NOHQ is the normal map - most likely baked in 3DS Max or similar. There are filter (plugins for Photoshop) to do it manually from the texture (NVIDIA do them somewhere on their website, but the results WILL need tweaking).

SMDI is an overall shine/gloss map. The best way I've found to make these is to greyscale the _CO, and adjust the brightness/contrast to make any areas I want to be shiny to become lighter, and any matte areas as dull as possible without losing any texture depth. I then overlay a new layer (filled with R:209 G:24 B:209) with 80% opacity. Within this layer I will also darken areas that are to be matte. Sometimes if fine detail such as scratches need to be highlighted I will then overlay the grey-scaled _CO on top with a lighten blend filter.

AS (otherwise known as Ambient Occlusion or AO) can also be baked in Max or similar 3D Editing software.

 

As I only work on weapons, these are the only formats I have experience with (as they're the only ones used by weapons as a general rule), so don't expect any help with any other file-types.

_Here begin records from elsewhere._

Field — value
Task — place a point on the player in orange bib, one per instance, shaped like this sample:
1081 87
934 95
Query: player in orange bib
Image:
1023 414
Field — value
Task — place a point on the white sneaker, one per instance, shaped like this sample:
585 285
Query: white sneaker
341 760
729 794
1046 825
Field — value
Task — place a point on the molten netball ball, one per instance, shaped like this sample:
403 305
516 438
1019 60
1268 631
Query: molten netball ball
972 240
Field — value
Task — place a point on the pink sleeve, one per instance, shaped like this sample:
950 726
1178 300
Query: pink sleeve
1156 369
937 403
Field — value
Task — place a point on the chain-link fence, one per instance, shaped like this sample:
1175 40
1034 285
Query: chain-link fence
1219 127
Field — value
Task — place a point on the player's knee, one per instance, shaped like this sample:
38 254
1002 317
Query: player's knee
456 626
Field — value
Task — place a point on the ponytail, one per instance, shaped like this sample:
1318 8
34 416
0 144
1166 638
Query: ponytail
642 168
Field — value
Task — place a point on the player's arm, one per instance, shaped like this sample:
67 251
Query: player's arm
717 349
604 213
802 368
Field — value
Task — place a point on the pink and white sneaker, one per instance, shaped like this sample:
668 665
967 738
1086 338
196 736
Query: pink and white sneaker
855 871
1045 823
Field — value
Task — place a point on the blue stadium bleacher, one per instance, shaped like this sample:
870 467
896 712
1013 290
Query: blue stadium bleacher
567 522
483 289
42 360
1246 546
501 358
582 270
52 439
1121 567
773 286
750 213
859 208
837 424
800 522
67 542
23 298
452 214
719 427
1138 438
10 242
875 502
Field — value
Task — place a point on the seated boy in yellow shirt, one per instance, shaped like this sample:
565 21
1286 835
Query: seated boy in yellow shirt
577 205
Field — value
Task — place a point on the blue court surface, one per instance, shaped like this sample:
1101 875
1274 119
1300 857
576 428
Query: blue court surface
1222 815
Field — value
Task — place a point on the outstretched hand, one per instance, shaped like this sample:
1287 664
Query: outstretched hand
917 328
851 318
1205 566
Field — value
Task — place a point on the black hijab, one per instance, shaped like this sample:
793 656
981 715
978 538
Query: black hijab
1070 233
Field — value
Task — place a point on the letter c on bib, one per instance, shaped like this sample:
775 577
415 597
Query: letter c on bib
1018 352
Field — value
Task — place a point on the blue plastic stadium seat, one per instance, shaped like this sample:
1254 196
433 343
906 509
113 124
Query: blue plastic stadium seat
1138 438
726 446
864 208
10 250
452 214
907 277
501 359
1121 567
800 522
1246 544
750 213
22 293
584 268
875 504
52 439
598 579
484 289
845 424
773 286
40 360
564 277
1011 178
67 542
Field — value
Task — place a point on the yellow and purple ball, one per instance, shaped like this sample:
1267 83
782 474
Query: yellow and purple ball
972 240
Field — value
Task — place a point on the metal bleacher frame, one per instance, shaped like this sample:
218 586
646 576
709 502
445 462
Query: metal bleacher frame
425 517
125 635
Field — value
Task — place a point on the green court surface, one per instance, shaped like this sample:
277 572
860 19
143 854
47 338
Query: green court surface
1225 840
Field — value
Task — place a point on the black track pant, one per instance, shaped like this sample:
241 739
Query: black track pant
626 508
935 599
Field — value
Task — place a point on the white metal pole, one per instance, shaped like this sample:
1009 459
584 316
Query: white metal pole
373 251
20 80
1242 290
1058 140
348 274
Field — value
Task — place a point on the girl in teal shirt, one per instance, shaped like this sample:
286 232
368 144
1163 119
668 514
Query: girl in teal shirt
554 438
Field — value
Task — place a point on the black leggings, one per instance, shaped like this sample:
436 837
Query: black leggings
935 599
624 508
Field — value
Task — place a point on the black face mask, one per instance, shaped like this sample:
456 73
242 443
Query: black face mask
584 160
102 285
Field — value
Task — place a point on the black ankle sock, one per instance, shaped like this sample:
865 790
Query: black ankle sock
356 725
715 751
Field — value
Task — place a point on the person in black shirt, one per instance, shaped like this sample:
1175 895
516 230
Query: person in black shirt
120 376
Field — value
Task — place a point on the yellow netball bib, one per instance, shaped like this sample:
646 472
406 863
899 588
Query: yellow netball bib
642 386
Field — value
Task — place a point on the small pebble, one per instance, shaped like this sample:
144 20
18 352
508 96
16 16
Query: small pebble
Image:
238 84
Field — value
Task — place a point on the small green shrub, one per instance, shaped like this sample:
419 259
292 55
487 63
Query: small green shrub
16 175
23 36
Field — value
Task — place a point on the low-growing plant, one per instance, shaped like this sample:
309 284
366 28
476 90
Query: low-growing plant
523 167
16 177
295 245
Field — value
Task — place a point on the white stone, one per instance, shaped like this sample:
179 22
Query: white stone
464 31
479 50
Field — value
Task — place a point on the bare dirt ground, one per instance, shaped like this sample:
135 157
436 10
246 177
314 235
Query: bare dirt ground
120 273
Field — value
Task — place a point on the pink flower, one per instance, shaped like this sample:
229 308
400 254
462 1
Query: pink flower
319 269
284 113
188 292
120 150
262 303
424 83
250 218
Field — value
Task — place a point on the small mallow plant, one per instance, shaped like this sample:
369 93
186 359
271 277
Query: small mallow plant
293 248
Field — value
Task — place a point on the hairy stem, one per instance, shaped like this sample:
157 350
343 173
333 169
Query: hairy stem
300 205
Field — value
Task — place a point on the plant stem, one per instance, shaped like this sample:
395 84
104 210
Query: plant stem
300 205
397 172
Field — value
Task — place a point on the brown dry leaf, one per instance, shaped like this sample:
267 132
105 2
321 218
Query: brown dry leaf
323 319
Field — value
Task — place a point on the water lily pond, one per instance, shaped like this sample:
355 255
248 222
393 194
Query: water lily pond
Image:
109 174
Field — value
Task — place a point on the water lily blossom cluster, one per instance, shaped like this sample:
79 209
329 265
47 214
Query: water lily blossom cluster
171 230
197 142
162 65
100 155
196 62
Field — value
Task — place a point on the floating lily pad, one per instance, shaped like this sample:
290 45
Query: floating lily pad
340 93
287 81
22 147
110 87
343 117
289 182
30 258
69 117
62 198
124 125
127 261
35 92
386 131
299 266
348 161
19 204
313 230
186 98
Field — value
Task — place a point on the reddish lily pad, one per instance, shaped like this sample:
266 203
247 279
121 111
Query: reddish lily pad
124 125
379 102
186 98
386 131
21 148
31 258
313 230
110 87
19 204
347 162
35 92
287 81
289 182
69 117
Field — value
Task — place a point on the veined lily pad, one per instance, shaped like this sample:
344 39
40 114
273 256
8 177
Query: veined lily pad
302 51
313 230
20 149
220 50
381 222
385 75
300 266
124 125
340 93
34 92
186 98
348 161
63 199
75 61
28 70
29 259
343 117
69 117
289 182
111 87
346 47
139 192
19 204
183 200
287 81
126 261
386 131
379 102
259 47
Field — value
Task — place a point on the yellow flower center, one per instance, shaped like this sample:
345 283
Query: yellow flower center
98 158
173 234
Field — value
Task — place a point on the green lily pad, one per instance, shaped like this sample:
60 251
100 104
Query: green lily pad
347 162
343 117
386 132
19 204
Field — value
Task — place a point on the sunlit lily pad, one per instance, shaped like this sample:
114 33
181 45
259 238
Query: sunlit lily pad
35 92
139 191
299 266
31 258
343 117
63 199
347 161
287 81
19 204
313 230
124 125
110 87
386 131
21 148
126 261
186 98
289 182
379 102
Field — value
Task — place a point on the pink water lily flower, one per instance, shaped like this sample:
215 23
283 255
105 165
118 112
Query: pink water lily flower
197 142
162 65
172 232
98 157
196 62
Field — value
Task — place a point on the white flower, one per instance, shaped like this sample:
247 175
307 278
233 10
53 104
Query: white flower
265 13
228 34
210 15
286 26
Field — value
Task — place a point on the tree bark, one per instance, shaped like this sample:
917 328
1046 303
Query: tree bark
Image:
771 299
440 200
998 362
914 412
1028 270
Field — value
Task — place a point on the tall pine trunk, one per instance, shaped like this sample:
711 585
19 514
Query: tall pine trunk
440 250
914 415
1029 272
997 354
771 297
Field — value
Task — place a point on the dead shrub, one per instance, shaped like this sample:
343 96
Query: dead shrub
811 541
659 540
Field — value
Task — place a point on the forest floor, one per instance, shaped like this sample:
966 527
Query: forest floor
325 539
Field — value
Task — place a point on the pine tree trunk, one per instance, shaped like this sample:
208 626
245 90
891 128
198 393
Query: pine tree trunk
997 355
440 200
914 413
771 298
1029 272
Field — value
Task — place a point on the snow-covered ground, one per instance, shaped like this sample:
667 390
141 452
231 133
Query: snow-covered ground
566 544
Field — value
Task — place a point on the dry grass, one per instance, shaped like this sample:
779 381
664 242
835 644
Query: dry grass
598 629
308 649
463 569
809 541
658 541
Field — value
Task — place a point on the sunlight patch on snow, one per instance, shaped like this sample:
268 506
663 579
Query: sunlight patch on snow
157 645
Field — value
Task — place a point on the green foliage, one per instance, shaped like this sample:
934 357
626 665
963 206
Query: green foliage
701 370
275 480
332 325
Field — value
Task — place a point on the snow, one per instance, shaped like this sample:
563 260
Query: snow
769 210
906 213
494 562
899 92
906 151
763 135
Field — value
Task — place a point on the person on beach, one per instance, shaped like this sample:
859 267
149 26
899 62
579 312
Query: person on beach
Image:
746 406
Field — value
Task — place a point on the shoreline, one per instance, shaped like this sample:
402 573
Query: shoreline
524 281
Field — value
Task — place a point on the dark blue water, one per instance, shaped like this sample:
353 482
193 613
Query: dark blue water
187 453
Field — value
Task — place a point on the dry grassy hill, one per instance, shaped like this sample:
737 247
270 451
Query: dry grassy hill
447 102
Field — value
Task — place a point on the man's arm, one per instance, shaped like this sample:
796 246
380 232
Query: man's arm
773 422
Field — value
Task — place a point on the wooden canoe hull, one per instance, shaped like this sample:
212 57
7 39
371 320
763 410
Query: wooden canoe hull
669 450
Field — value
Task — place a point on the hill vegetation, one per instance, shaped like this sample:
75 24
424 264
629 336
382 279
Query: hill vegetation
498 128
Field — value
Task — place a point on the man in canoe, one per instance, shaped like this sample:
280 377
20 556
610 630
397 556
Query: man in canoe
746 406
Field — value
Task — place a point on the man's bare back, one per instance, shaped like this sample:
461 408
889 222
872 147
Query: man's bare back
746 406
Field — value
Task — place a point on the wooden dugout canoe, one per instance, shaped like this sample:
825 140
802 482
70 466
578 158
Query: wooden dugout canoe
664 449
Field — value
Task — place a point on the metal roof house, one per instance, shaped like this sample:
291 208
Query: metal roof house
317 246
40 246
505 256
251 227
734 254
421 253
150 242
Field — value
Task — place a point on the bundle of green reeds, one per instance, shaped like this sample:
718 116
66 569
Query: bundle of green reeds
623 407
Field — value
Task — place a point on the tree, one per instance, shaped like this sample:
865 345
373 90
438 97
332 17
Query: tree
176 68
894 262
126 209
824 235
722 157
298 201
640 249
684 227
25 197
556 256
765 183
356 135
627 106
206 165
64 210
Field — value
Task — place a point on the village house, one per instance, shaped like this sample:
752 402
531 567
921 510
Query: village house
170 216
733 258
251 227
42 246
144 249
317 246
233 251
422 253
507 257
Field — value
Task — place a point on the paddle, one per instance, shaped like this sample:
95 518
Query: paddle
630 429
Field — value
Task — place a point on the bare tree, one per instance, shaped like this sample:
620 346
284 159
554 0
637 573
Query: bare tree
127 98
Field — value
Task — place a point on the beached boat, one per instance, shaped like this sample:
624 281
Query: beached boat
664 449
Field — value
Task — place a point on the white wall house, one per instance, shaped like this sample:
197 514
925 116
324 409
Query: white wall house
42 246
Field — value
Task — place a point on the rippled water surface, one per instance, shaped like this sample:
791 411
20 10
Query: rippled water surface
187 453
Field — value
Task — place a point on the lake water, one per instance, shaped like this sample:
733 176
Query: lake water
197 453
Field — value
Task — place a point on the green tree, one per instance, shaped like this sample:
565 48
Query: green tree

I would also recommend you check out the Texture Naming Rules page on the BI Wiki. Essentially all you need to do is simply save the files as xxx_co.tga, xxx_nohq.tga etc (making sure they're 24bit TGAs, or 32bit if you're creating a_ca.tga so the Alpha Channel information is saved), and TexView will do the rest of the work when saving as a .paa - you don't need to apply any filters yourself in TexView unless you want to preview what the end result will look like. However, it usually a lot faster to just save the file as .paa and then open it, rather than wait ages for TexView to manually apply the filter one pixel at a time.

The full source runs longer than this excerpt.